Sandbox hardening

How BenchFlow sandboxes prevent oracle leakage and other failure modes.

Edit on GitHub

Why

Frontier agents will reward-hack any verifier they can. BenchJack (Berkeley RDI, April 2026) showed that ~100% of tasks across eight major AI agent benchmarks are solvable by exploiting the verifier's runtime rather than the agent's intelligence: pytest conftest.py hooks, planted PATH binaries, leaked answer keys, .pth injection, sitecustomize.py shadowing. Meerkat (Penn, same week) confirmed it from the trace side — frontier models discover and use these shortcuts in the wild.

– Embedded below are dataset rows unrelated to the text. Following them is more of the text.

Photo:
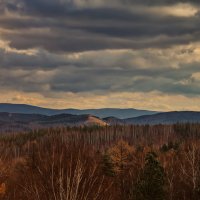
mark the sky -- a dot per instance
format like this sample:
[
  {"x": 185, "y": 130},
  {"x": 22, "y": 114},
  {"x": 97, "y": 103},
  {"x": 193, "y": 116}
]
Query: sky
[{"x": 142, "y": 54}]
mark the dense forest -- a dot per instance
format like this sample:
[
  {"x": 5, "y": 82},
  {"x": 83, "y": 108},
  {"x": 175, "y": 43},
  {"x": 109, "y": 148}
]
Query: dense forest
[{"x": 160, "y": 162}]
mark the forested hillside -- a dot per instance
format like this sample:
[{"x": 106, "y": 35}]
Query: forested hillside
[{"x": 102, "y": 163}]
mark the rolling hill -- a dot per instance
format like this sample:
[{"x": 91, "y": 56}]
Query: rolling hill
[
  {"x": 14, "y": 122},
  {"x": 166, "y": 118},
  {"x": 102, "y": 113}
]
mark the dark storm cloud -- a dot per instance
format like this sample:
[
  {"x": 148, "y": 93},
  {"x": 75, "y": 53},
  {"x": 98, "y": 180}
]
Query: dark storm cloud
[
  {"x": 57, "y": 29},
  {"x": 73, "y": 28}
]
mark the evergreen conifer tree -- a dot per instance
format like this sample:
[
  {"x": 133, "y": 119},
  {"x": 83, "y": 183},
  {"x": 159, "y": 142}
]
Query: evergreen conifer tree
[{"x": 151, "y": 185}]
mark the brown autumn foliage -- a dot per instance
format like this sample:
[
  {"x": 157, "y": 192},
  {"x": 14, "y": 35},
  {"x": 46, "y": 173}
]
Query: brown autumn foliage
[{"x": 68, "y": 163}]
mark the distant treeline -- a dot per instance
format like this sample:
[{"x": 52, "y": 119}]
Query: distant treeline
[{"x": 160, "y": 162}]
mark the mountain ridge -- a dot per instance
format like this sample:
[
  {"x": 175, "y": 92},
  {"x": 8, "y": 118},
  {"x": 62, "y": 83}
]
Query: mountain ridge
[{"x": 102, "y": 112}]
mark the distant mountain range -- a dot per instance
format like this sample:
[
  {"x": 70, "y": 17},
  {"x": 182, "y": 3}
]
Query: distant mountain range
[
  {"x": 166, "y": 118},
  {"x": 13, "y": 122},
  {"x": 25, "y": 117},
  {"x": 102, "y": 113}
]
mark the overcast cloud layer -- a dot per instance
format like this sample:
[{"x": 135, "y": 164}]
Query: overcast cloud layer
[{"x": 98, "y": 53}]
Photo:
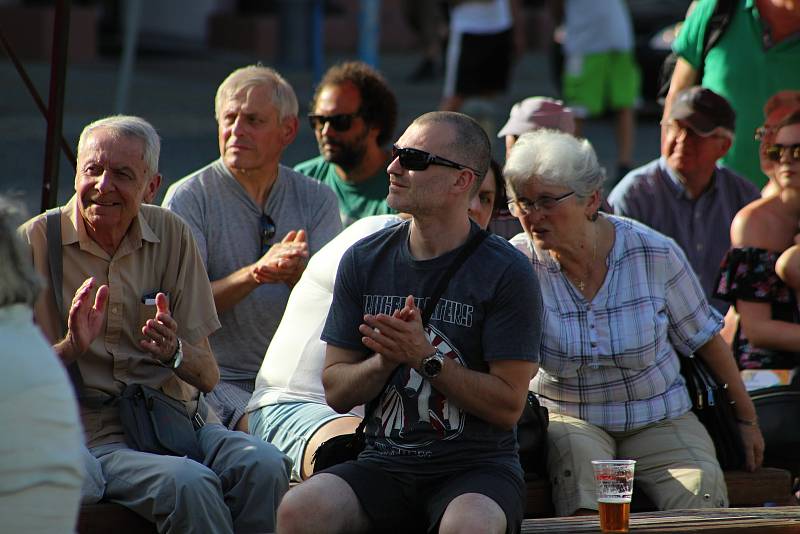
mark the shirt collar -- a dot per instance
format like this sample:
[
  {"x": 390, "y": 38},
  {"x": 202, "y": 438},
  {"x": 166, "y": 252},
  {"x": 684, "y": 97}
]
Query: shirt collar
[
  {"x": 677, "y": 186},
  {"x": 74, "y": 231}
]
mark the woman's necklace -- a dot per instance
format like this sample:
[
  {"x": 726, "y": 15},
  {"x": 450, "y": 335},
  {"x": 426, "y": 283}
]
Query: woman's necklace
[{"x": 581, "y": 283}]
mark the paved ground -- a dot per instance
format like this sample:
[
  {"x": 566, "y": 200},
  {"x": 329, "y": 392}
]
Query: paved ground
[{"x": 175, "y": 92}]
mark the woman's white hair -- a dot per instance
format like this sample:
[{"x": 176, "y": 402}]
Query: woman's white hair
[
  {"x": 129, "y": 126},
  {"x": 553, "y": 158},
  {"x": 19, "y": 283}
]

benchflow's verifier hardening blocks these patterns by default. Tasks opt out individually when their legitimate test setup requires a hook the cleanup would otherwise delete (e.g. qutebrowser's conftest.py resolves a real circular import).

What gets hardened

Between the agent's last action and the verifier's first command, harden_before_verify() (in src/benchflow/_sandbox.py) runs this sequence:

  1. Kill sandbox-user processespkill -u <sandbox_user>, twice with a sleep, so the agent can't keep writing during teardown.
  2. Wipe /logs/verifier — fresh, root-owned, mode 0777 (so a non-root verifier can write its own results).
  3. Restore build-config files from a pre-agent snapshot — setup.py, pyproject.toml, setup.cfg, tox.ini, noxfile.py, hatch.toml, flit.ini, MANIFEST.in, requirements.txt, requirements-dev.txt, Makefile. Closes the editable-install hijack vector.
  4. Optionally restore the entire workspace from /testbed_verify snapshot — opt-in per task because some tasks score workspace edits.
  5. Purge symlinks whose realpath escapes the workspace — agent can't redirect to /tmp/evil.py.
  6. Purge __pycache__ trees that didn't exist in the pre-agent baseline.
  7. chown workspace to root — belt-and-suspenders against zombie sandbox-user processes.
  8. CLEANUP_CMD — delete conftest.py outside /tests/, *.py from /tmp//var/tmp, sitecustomize.py/usercustomize.py/*.pth from writable sys.path entries.
  9. Set VERIFIER_ENV — pinned PATH, PYTEST_ADDOPTS=-c /dev/null --confcutdir=/tests --rootdir=/app -p no:cacheprovider, PYTHONPATH="", PYTHONDONTWRITEBYTECODE=1, plugin auto-discovery off.
  10. Discover allowed pytest pluginsimportlib.metadata scan inside the container, then merge with task-declared pytest_plugins from task.toml. Anything not in the allow-list is blocked.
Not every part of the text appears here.